SW: It was always there. It was just hushed up.

JH: What's your evidence for that?

SW: Well, the case histories. It runs in families.

JH: There's a kind of a self fulfilling prophecy here. If you won't rescue the children when you become aware they are being systematically violated, of course it's going to run in families. The policy of leaving them in those families is perpetuating the situation.

SW: Remember James the cases where a doctor wrongly accused parents of abusing their children.

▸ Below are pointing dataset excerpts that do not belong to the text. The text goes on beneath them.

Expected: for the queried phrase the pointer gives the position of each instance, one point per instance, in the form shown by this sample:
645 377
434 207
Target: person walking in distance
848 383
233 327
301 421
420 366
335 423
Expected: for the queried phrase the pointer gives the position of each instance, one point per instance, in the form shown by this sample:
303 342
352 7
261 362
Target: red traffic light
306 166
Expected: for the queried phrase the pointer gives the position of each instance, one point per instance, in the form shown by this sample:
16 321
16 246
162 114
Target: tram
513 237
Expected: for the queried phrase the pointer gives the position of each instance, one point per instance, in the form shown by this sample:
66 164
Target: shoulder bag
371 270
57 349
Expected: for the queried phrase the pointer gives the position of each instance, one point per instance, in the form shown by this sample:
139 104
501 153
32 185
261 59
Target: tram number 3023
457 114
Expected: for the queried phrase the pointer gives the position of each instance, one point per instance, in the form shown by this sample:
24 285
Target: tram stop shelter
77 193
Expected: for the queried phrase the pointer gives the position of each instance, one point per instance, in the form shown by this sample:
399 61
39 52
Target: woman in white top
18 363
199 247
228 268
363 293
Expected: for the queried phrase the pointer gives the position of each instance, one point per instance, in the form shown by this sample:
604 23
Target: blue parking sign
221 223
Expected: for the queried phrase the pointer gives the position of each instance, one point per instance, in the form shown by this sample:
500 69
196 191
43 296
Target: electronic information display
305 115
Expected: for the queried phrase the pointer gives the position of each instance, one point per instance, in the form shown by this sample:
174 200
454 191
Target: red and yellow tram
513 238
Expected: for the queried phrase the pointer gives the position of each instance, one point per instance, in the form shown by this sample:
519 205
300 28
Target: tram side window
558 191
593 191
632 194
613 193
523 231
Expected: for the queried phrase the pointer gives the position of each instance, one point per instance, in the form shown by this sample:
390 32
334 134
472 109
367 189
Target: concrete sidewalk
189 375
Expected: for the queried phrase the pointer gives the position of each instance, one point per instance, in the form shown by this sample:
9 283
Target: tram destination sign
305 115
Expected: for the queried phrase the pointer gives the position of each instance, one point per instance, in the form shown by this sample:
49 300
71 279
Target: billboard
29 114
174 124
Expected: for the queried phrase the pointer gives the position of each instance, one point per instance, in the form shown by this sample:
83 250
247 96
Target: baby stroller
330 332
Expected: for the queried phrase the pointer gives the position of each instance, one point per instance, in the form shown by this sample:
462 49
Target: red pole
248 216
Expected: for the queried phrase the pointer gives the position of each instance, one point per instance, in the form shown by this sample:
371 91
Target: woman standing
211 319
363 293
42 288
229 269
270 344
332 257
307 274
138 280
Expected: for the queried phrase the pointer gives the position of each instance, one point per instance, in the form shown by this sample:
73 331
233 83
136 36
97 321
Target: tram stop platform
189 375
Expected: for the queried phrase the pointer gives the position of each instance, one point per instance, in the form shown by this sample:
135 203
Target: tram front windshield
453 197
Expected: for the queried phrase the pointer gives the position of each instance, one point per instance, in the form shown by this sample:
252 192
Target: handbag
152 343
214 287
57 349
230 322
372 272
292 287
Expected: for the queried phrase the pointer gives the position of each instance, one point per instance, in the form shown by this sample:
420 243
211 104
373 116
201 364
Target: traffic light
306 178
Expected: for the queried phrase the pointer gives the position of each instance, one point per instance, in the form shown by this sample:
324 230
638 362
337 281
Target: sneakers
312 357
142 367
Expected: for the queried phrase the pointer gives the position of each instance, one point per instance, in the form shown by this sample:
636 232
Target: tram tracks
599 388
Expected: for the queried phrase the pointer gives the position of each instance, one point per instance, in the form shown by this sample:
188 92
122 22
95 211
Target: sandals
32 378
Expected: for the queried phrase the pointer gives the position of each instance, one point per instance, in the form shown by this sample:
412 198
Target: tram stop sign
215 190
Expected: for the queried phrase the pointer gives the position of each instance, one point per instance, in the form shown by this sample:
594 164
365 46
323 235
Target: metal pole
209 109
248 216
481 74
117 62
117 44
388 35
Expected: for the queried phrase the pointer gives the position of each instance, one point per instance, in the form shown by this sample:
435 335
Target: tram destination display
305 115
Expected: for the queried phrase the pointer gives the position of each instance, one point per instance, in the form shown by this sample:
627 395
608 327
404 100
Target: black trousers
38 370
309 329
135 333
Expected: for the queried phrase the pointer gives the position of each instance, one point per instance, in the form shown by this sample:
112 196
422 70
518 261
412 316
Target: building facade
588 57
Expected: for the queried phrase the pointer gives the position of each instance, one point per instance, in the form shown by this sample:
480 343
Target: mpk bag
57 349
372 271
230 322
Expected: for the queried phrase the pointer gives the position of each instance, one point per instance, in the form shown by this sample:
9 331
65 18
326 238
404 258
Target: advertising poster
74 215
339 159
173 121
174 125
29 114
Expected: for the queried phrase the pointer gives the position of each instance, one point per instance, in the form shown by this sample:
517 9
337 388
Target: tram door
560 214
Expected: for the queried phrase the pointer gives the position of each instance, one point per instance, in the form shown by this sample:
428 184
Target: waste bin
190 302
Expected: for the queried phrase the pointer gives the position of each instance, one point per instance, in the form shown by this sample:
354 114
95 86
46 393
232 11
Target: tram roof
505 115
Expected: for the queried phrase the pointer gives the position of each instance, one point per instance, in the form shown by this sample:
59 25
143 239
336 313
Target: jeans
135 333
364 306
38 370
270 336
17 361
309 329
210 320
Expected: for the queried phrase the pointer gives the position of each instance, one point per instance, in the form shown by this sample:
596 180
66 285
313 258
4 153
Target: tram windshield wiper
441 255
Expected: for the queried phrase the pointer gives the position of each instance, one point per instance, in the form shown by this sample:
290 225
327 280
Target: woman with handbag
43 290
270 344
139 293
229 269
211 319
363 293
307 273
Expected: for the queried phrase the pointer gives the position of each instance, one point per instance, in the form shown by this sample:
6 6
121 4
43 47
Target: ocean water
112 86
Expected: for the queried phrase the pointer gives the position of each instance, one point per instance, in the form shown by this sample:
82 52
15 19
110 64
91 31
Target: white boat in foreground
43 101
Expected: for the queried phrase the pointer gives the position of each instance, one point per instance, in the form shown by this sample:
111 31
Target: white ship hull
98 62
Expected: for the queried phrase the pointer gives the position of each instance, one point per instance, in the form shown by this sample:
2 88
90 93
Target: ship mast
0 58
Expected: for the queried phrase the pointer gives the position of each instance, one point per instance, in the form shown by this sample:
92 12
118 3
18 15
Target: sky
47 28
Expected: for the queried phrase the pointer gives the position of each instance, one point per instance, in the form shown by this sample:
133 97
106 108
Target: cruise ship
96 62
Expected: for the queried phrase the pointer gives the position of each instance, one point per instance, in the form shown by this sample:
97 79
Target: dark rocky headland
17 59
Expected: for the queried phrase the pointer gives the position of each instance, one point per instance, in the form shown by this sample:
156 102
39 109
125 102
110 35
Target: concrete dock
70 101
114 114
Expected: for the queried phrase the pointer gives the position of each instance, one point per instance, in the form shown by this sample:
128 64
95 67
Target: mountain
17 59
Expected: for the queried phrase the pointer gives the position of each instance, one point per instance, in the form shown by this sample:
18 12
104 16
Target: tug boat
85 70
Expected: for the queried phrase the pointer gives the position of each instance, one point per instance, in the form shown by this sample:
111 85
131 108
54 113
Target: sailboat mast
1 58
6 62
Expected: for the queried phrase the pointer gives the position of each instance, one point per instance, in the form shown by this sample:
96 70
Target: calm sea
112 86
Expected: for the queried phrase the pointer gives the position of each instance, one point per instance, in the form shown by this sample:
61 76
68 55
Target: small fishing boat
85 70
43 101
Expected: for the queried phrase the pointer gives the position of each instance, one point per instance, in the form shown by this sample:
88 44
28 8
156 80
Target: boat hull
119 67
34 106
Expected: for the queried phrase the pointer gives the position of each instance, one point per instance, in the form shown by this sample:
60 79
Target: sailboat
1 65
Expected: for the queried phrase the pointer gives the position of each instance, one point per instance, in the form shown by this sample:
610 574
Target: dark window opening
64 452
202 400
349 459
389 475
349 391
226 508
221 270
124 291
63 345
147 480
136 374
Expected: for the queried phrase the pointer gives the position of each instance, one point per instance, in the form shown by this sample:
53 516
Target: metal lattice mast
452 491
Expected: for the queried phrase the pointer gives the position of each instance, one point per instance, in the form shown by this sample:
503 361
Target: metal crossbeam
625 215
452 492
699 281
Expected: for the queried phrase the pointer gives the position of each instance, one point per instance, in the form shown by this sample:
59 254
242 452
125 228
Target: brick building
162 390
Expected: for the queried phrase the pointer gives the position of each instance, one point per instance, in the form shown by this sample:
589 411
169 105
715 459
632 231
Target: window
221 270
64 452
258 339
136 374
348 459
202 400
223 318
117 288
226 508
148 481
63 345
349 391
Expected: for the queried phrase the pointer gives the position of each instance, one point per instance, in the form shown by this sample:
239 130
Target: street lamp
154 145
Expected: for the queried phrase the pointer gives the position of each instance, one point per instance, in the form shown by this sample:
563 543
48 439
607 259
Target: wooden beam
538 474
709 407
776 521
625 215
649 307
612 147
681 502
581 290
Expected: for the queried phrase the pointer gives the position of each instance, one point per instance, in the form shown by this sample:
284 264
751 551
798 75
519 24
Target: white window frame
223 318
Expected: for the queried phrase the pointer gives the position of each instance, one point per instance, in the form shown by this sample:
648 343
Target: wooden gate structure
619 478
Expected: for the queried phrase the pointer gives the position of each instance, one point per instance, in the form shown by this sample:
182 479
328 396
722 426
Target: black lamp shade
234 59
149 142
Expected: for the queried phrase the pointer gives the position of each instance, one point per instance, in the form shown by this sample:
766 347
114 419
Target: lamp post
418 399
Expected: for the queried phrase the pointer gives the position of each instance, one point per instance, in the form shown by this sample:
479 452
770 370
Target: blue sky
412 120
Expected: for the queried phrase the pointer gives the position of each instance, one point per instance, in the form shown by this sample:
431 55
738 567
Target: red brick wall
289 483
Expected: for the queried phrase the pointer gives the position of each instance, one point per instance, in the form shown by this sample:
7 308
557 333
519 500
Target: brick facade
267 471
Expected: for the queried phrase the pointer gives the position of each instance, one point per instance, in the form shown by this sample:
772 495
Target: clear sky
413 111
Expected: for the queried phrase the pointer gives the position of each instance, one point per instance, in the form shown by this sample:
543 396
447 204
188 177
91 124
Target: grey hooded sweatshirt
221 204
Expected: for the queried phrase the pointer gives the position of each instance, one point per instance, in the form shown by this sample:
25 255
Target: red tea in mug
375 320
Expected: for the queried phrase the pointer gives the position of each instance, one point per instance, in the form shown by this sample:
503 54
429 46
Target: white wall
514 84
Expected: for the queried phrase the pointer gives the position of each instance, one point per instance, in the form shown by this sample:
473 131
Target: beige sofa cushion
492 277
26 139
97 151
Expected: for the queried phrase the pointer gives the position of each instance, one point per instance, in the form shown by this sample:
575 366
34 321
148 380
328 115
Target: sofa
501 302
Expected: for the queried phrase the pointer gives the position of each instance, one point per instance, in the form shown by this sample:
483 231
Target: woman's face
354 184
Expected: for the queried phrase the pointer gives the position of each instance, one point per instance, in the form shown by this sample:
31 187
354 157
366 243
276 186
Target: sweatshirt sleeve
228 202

JH: Yes, we need safeguards against that sort of thing. Obviously an incompetent, or more probably an evil person in a position of authority would be capable of accusing innocent people. If IRA gangs and paedophile rings and whatever other secret brotherhoods of evil exist in Ireland, can infiltrate the Judiciary, which they can, we might assume they would also be capable of infiltrating the social care professions. But I would caution you against your assumptions that justice prevailed in the cases where children were actually removed from families and the decision was later overturned. Some of those decisions were overturned using forensic testimony from doctors who repudiated the initial expert medical testimony from other doctors. What I'm trying to say is that my police sources had long ago alerted me to a situation whereby there is always a doctor willing to appear in court as a paid expert witness who will insist on the possibility that the initial forensic conclusions were unsafe. The cops were telling me in the 1980's that forensic evidence was becoming useless against big criminals because the big fish could always hire a professor who would claim whatever they wanted him to claim to discredit the evidence, I know of an abuse case in England, where the child was removed from her family home. The decision to remove her was overturned and the child was sent back to her parents. The broadcaster Anne Diamond gave the parents a pattycake interview on British television about their sufferings. It emerged years later that the couple were guilty, It works both ways. A decisive capacity to rescue children from families that are prostituting them could be misapplied. Sending them back can also be a mistake. Not having any capacity to help them at all beyond teaching their mothers to write, is unacceptable. We need to find ways... But I'm still putting it to you, that we need to find ways to rescue children who are being violated on a daily basis.

SW: I don't see...

JH: What happened in the estate you mentioned?

SW: The estate was bulldozed eventually. The place was levelled. It was unofficial government policy. All done under the guise of a rehousing programme.

JH: And the families were scattered.

SW: Presumably.

JH: And put living next door to other families who had no idea what they had been engaged in.